The Wall Street Journal: The Special Vilification of Female Leaders

Photo: THOMAS FUCHS

Photo: THOMAS FUCHS

Thirty-five years ago this Sunday, Margaret Thatcher became the first woman to be elected British prime minister. She wasn’t the first woman to be at the head of what had often been “Her Majesty’s Government,” of course, but only Thatcher had fought her way to parliamentary power via a general election. Standing on the steps of 10 Downing Street, she acknowledged the sexual and political revolution that had taken place. To her naysayers, Thatcher offered the famous prayer of St. Francis of Assisi: “Where there is discord, may we bring harmony…where there is doubt, may we bring faith.”

During her 11 years in office, Thatcher repaid her Tory supporters’ faith, eradicating any last doubts that a woman could govern as well as a man. But her wish to bring harmony was in vain. Judging by the names she was called, Thatcher attracted a unique hatred among some Britons that was hard to separate from the fact she was a woman. After Thatcher’s death in 2013, a vociferous minority campaigned to propel the song “Ding Dong! The Witch Is Dead” to the top of the official U.K. singles chart. It stopped at No. 2.

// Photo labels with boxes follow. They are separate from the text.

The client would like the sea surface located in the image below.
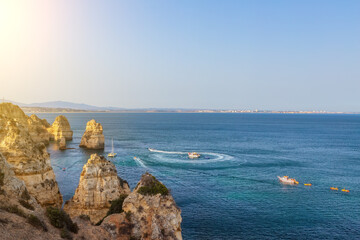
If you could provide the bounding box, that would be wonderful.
[38,113,360,239]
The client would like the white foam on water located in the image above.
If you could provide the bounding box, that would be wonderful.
[150,152,233,164]
[134,157,148,168]
[150,149,188,154]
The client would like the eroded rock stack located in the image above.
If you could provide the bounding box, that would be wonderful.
[79,119,105,149]
[100,173,182,240]
[0,103,62,206]
[64,154,130,223]
[123,173,182,239]
[47,115,73,141]
[28,114,50,145]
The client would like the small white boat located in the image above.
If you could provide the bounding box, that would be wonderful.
[188,152,200,159]
[108,139,117,157]
[278,176,299,185]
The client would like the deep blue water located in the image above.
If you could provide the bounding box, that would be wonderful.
[38,113,360,239]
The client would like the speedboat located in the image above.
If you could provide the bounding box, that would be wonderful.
[278,176,299,185]
[188,152,200,159]
[108,153,117,157]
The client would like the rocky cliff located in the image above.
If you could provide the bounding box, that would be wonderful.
[0,103,62,206]
[47,115,73,141]
[28,114,50,145]
[79,119,105,149]
[122,173,182,239]
[64,154,130,223]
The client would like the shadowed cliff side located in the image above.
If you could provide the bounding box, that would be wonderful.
[64,154,130,223]
[79,119,105,149]
[0,103,62,206]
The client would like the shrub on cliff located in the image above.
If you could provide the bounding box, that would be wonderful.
[19,199,35,211]
[138,175,169,196]
[27,214,48,232]
[46,207,79,233]
[0,205,27,218]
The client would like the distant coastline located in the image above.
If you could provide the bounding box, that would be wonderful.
[21,107,360,114]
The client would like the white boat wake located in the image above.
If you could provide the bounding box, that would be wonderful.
[134,157,148,168]
[149,148,233,164]
[149,148,187,154]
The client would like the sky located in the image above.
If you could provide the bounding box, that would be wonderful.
[0,0,360,111]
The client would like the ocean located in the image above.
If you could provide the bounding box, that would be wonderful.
[38,113,360,239]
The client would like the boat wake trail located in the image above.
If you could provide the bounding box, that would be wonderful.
[149,148,187,154]
[150,149,233,164]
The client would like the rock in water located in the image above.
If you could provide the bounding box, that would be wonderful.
[64,154,130,223]
[48,115,73,141]
[122,173,182,240]
[59,137,66,150]
[79,119,105,149]
[0,103,62,206]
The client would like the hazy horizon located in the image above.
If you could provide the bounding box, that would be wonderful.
[0,0,360,112]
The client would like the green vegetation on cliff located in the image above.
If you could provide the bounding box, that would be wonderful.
[138,174,169,196]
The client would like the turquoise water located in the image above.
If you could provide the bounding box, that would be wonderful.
[39,113,360,239]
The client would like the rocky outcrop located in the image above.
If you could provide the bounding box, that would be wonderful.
[79,119,105,149]
[0,153,61,240]
[123,173,182,239]
[0,103,62,206]
[0,153,39,207]
[47,115,73,141]
[64,154,130,223]
[59,137,66,150]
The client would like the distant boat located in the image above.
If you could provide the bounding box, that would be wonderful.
[108,139,117,157]
[188,152,200,159]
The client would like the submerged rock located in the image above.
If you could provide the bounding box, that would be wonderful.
[64,154,130,223]
[47,115,73,141]
[79,119,105,149]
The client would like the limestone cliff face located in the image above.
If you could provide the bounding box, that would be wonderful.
[47,115,73,141]
[0,103,62,206]
[79,119,105,149]
[28,114,50,145]
[64,154,130,223]
[123,173,182,239]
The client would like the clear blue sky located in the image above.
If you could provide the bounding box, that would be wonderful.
[0,0,360,111]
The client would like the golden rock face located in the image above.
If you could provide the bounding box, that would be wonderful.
[64,154,130,223]
[79,119,105,149]
[123,173,182,240]
[0,103,62,206]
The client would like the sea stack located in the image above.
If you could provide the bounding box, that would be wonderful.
[48,115,73,141]
[123,173,182,240]
[59,137,66,150]
[0,103,62,206]
[64,154,130,223]
[79,119,105,149]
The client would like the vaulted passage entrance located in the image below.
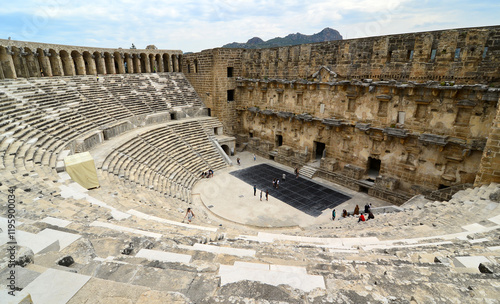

The special vilification reserved for female leaders has a long history. The earliest cast-iron record of a woman who ruled in her own right is that of Queen Hatshepsut of Egypt (about 1508-1458 B.C.). Although Hatshepsut began her reign as the regent for her young stepson and nephew, Thutmose III, she went further and claimed the throne for herself as pharaoh. Since ancient Egypt had no word or imagery for a female pharaoh, Hatshepsut often depicted herself as a traditional king, complete with false beard, kilt and headdress.

Hatshepsut’s reign was markedly successful. Egypt’s already wealthy economy grew further due to her focus on trade. But after her death, Hatshepsut’s reputation was rather literally consigned to the dust heap. Thutmose III obliterated most physical evidence of her rule. Egypt’s most successful queen was reduced to a series of elusive fragments until 1822, when scholars were able to decode hieroglyphics about her at Deir el-Bahri, near the Egyptian city of Luxor.

In the eighth century A.D., Empress Wu Zetian, China’s first and only woman ruler, underwent similar treatment. During her 15-year Tang Dynasty reign, Wu restructured the taxation system, cut military spending and upended the class system—which operated within a bloated government bureaucracy—by introducing a meritocratic system for the civil service that remained in place until the 20th century.

But if the official historians of Wu’s reign are to be believed, it is a wonder she had any time for actual governing. In addition to being supposedly vengeful and insatiably lustful, Wu also allegedly murdered her own son, killed her sister, butchered her brothers, poisoned her mother, mutilated and drowned a former empress in a cesspit, and assassinated her husband, Emperor Gaozong. In total, she is accused of having wiped out 12 collateral branches of the Tang clan.

In a curious echo of Queen Hatshepsut’s fate, the next Chinese emperor ordered the stele (the traditional stone memorial) of Empress Wu to remain uncarved—a blatant act of desecration in ancestor-revering ancient China. Some 1,400 years later, the first statue erected to Thatcher was decapitated in 2002, showing that some habits die hard.

But there is hope for women leaders who break the mold. Hatshepsut and Wu are no longer held in a special category of female villainy. As for Thatcher: Back in 1985, Oxford declined to award her an honorary degree—the first such snub against an “Oxford-educated prime minister since the war,” the BBC noted. But this year, the university and Thatcher’s old college there, Somerville, proudly established the Margaret Thatcher Scholarship Trust for students who have succeeded “against the odds.”